Madame P… produit devant la cour des documents attestant de la gravité des blessures résultant de l’agression:
 
- Le certificat du Docteur T… du 7 avril 2010 faisant état d’une dépression réactionnelle à l’agression.
 
- Le scanner du 4 aout 2009 atteste d’une très probable fracture articulaire inférieure droite de C2 se prolongeant sur la supérieure droite de C3.
 
- Le Docteur M… le 23 février 2010 fait état de cette fracture.

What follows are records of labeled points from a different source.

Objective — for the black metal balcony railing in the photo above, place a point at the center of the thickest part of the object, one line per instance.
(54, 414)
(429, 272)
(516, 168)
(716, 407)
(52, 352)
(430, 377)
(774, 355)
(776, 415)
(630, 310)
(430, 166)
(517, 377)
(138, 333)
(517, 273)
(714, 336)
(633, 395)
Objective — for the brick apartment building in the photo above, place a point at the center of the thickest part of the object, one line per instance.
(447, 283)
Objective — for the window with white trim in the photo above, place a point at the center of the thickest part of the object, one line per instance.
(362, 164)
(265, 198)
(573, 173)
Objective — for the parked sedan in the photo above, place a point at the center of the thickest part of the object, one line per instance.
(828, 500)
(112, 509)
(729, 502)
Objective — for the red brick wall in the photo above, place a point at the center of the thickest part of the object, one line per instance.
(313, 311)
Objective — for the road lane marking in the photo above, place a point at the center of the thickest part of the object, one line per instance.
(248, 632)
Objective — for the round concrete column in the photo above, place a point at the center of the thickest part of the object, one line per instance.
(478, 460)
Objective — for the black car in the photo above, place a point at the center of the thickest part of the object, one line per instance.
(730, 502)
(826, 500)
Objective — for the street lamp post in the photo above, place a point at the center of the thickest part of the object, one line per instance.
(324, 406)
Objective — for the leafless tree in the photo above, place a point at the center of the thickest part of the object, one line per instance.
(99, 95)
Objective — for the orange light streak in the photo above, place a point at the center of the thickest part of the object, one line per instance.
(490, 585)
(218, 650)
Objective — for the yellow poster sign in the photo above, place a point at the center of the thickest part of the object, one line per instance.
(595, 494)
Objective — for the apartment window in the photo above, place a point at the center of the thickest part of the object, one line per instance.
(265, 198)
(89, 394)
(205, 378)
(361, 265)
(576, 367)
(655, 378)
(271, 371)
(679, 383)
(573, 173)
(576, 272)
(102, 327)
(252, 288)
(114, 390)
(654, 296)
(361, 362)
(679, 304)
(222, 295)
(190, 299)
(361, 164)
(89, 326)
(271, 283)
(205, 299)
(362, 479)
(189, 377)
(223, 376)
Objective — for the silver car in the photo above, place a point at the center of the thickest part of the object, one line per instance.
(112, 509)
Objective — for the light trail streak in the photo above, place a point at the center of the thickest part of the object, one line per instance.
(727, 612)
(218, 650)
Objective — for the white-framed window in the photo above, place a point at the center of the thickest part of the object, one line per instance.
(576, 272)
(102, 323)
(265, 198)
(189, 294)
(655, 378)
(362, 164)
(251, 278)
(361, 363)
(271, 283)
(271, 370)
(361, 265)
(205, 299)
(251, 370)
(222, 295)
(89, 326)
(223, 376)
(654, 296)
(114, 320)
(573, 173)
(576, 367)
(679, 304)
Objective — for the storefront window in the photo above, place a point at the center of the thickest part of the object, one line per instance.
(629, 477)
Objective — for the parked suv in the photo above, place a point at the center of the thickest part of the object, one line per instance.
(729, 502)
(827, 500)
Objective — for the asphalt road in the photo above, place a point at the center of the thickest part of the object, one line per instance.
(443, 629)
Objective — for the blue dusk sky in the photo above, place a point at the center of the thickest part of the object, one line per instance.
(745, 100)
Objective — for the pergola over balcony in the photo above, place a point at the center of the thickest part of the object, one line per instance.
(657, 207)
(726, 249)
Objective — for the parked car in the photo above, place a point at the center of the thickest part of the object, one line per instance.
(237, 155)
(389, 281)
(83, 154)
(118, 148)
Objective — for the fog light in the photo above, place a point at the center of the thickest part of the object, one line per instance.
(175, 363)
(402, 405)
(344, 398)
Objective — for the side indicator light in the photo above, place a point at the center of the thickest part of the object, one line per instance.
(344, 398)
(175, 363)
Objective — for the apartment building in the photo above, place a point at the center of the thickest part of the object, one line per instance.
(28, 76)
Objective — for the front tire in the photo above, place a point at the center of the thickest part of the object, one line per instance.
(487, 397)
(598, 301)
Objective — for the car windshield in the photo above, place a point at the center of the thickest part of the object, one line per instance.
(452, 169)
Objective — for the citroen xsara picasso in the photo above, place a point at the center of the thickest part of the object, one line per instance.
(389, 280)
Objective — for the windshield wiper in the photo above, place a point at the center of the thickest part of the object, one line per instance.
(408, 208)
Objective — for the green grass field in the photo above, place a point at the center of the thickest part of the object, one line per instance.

L’examen médical du Docteur Q… du 31 mars 2011 fait état d’une évolution importante des blessures à la suite de l’agression du 15 décembre 2008.
 
Madame P… justifie de la mise en cause de la CPAM des Alpes-Maritimes.
 
En conséquence la décision de première instance sera confirmée sur la recevabilité de la partie civile et le renvoi à une audience sur intérêts civils, la présente décision étant rendue commune et opposable à la CMAP des Alpes-Maritimes.
 
L’appel interjeté par Monsieur B… a contraint Madame P… à assurer sa défense en justice devant la Cour et exposer des frais pour assurer sa défense.
 
En conséquence il convient de condamner Monsieur B… à lui verser la somme de 400 € au visa de l’article 475-1 du code de procédure pénale.
 
PAR CES MOTIFS
La Cour,
 
Statuant publiquement par arrêt contradictoire à l’encontre du prévenu et par arrêt contradictoire à l’égard de la partie civile, en matière contraventionnelle,
 
EN LA FORME, reçoit l’appel,
 
AU FOND,
 
Confirme le jugement déféré en toutes ses dispositions.
 
Y ajoutant, condamne Monsieur B… à verser à Madame P… la somme de 400 € en application des dispositions de l’article 475-1 du code de procédure pénale en cause d’appel.
 
Dit que la présente décision sera déclarée commune et opposable à la CPAM des Alpes-Maritimes.
 
LE TOUT conformément aux articles visés au jugement, au présent arrêt et aux articles 512, 749 et suivants du Code de Procédure Pénale.
 
COMPOSITION DE LA COUR
 
PRESIDENT : Madame DESPLATS conseiller statuant en juge unique par application de l’article 547 du code procédure pénale
MINISTERE PUBLIC : Monsieur FERNANDEZ, Substitut Général
GREFFIER : Madame BENHAIM
 
Le Président a participé à l’intégralité des débats sur le fond et au délibéré.
 
L’arrêt a été lu par le Président conformément à l’article 485 dernier alinéa du Code de Procédure Pénale en présence du Ministère Public et du Greffier.
 
ET LE PRESENT JUGEMENT A ETE SIGNE PAR LE PRESIDENT ET LE GREFFIER.
 
La présente décision est assujettie à un droit fixe de procédure d’un montant de 120 euros dont est redevable le condamné.